And still, no word came from inside the walls of Ness.

A warrior came to him from one of the lesser clans, a weakling of a man who should have been weeded out long ago. His name was Horfnüng, and he was known far and wide for being a thrall to his wife. Still, he had the courage to speak to Mörget, man-to-man. Mörget led him inside his tent and together they sat on stools and shared the warmth of his charcoal stove. “The snow lies on the ground today, and does not melt,” Horfnüng said.

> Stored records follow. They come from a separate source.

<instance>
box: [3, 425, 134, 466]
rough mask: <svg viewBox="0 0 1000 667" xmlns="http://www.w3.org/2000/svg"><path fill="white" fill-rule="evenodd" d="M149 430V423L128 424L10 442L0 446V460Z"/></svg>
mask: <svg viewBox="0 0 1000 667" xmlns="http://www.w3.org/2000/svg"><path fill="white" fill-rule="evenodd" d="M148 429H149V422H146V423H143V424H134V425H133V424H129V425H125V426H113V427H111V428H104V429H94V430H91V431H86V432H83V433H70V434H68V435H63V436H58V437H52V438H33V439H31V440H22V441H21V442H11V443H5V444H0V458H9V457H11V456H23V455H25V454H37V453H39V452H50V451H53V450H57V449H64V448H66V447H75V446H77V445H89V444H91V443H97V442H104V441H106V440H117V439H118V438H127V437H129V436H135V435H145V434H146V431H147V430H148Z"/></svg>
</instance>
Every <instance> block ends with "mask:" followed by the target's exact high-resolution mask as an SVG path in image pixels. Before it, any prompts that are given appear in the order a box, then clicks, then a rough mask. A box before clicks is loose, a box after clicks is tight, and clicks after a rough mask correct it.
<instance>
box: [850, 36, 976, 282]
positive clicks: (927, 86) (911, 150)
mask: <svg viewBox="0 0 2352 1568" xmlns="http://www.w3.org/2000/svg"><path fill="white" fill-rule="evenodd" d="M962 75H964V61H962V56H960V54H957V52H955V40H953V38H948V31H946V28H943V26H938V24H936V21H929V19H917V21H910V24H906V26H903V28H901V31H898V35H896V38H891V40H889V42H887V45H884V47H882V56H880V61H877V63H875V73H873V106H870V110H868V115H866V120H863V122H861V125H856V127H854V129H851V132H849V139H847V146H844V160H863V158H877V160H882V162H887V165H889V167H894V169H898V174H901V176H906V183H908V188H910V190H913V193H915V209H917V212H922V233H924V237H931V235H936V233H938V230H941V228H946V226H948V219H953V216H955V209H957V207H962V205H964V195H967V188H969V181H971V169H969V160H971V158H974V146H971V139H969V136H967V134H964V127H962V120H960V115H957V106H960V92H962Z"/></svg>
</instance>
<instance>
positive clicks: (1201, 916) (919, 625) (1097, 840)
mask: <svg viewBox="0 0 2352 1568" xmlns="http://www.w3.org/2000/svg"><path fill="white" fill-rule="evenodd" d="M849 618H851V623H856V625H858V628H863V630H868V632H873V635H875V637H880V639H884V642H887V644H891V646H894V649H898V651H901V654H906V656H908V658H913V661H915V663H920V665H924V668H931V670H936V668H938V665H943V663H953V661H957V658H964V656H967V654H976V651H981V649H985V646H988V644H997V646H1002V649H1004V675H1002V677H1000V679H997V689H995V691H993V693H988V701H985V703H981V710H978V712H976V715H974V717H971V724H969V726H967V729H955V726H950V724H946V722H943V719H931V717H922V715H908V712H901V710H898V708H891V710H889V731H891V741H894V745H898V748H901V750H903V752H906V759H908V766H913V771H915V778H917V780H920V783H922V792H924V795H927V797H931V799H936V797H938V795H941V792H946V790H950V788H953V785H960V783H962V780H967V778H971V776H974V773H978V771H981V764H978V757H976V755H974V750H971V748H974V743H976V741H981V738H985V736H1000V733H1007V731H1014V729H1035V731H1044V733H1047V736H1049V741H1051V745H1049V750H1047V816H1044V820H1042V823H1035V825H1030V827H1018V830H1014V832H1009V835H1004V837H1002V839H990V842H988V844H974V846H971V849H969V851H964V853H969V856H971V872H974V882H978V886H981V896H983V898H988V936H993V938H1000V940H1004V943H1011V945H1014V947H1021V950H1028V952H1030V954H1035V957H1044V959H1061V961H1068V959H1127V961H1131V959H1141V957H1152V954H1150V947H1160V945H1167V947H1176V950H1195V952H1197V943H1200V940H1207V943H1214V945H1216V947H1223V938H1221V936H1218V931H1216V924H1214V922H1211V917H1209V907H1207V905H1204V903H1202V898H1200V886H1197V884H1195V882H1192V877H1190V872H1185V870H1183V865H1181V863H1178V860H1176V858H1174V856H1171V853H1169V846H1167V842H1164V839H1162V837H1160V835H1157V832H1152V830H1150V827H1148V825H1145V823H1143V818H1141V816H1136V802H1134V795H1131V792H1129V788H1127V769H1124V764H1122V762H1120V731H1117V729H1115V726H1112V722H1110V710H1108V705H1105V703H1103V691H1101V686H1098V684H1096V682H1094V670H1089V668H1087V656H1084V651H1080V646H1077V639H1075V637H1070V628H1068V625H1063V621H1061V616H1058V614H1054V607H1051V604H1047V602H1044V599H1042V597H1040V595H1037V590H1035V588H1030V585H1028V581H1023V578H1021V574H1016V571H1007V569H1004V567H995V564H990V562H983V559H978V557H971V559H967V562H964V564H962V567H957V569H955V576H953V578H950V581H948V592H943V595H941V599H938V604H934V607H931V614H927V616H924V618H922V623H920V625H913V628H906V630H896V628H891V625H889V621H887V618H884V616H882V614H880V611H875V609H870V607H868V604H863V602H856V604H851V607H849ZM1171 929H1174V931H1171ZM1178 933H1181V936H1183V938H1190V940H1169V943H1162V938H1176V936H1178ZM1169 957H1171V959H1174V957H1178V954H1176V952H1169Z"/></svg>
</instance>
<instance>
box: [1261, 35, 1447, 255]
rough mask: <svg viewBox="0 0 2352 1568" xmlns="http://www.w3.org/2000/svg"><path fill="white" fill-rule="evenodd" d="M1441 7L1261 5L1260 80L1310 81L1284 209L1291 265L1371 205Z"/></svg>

“I saw it,” Mörget told him. He wanted to smack the man with the backside of his hand for wasting his time, but instead he nodded sagely, as if this were some grand observation.

“This morning I went to make water, and by the time I was done, my piss had frozen on the ground,” Horfnüng went on.

If the man did not get to his point soon, he would gut him.

“Every day we throw rocks over this wall, like bad neighbors throwing garbage over a fence,” the little man said. “Inside the city, they sleep in warm beds, and enjoy their women. I want a bed.” Horfnüng smiled, as men do who are about to make a joke they think hilarious. “I want to enjoy their women.”

“Mörg, my father—ah, and chieftain of us all,” Mörget said, very slowly, “has decreed the city must not be harmed. So we can enjoy it more when it is ours.”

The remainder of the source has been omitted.